I’m trying to understand memory usage and efficient coding of functions in Julia. Based on:
using LinearAlgebra
using BenchmarkTools
consider the following 3 illustrative functions [illustrating ideas; not the ones I will use]:
Function 1
function func1()
a = rand(100,1000)
return norm(a,2)
end
;
@benchmark begin
for i in 1:10000
func1()
end
end
#
BenchmarkTools.Trial:
memory estimate: 7.45 GiB
allocs estimate: 20000
--------------
minimum time: 4.654 s (15.18% GC)
median time: 4.662 s (15.23% GC)
mean time: 4.662 s (15.23% GC)
maximum time: 4.669 s (15.29% GC)
--------------
samples: 2
evals/sample: 1
Comment 1: I assume that func1() allocates a new 10^2\times10^3 matrix in heap memory each of the 10^4 times the function is called. With 8 bytes pr. element, this is 7.45 GiB.
Function 2:
function func2(a)
a .= rand(100,1000)
return norm(a,2)
end
;
a = rand(100,1000)
@benchmark begin
for i in 1:10000
func2(a)
end
end
#
BenchmarkTools.Trial:
memory estimate: 7.45 GiB
allocs estimate: 30000
--------------
minimum time: 5.944 s (11.68% GC)
median time: 5.944 s (11.68% GC)
mean time: 5.944 s (11.68% GC)
maximum time: 5.944 s (11.68% GC)
--------------
samples: 1
evals/sample: 1
Comment 2: I’m a little surprised here… The input argument a for func2() is put in stack memory and is thus efficiently deleted every time the function is exited, so I thought the memory allocation would be small. However, I guess the reason is that memory is temporarily allocated in heap memory when calling rand(100,1000), leading to no gain. In fact, it is worse.

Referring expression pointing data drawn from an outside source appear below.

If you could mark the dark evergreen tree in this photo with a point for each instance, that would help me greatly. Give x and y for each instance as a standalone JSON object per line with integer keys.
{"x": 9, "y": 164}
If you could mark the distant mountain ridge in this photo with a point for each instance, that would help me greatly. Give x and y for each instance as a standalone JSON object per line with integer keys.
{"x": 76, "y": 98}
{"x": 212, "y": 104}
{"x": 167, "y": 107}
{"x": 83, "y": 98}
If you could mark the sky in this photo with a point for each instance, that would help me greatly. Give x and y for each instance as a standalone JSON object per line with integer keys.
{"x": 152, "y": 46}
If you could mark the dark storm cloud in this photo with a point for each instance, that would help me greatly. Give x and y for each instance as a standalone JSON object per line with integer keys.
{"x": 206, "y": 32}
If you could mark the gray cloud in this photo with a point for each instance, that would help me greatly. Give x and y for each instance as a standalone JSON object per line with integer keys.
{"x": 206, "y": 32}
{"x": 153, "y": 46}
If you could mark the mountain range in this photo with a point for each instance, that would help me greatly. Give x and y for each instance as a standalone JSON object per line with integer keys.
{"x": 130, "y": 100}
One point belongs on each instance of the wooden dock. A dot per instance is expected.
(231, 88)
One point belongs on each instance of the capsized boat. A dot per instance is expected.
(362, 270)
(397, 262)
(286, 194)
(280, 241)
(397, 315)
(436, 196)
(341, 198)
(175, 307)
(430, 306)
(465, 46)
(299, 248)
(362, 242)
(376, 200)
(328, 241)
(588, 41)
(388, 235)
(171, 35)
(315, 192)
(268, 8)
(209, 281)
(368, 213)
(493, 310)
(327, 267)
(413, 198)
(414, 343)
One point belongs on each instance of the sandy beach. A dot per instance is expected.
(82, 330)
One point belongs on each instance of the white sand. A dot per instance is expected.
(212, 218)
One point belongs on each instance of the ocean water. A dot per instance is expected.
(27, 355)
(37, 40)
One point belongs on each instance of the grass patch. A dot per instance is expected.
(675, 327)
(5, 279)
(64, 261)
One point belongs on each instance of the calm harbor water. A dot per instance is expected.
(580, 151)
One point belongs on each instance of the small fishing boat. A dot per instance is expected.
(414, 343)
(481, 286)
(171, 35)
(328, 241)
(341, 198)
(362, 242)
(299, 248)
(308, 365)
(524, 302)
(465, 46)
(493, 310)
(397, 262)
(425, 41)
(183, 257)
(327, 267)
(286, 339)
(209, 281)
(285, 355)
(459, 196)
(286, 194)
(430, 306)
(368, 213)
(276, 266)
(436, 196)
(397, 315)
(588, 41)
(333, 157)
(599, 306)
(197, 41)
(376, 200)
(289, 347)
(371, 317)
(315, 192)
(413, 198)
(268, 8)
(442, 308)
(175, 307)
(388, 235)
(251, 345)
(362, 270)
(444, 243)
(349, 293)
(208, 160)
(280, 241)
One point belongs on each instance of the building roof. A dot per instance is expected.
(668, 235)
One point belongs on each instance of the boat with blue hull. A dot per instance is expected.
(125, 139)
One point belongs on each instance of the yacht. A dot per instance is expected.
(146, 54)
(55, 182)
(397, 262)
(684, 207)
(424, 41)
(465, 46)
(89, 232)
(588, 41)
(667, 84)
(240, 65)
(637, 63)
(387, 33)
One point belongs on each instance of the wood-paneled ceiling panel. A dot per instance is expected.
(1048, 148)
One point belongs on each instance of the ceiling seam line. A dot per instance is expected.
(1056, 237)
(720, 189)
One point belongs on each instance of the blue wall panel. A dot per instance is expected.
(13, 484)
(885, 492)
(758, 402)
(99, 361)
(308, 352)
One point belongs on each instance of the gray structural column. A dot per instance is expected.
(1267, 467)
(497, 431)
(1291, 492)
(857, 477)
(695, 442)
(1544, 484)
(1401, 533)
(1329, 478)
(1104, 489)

It turns out that if I replace a .= rand(100,1000) with a = rand(100,1000), func2() behaves just like func1(). It is not quite clear to me why a .=... is worse than a = ... here.
Function 3:
function func3(a,m,n)
for i in 1:n
for j in 1:m
a[j,i] = rand()
end
end
return norm(a,2)
end
;
a = rand(100,1000)
m,n = size(a)
@benchmark begin
for i in 1:10000
func3(a,m,n)
end
end
#
BenchmarkTools.Trial:
memory estimate: 156.25 KiB
allocs estimate: 10000
--------------
minimum time: 4.737 s (0.00% GC)
median time: 4.816 s (0.00% GC)
mean time: 4.816 s (0.00% GC)
maximum time: 4.896 s (0.00% GC)
--------------
samples: 2
evals/sample: 1
Comment 3: This is, by far, the most efficient code when it comes to memory usage. The input arguments a, m, n are placed in stack memory, and are efficiently deleted every time the function is exited. The loops ensure that only scalars are involved, and scalars are also put in stack memory and efficiently deleted, I assume.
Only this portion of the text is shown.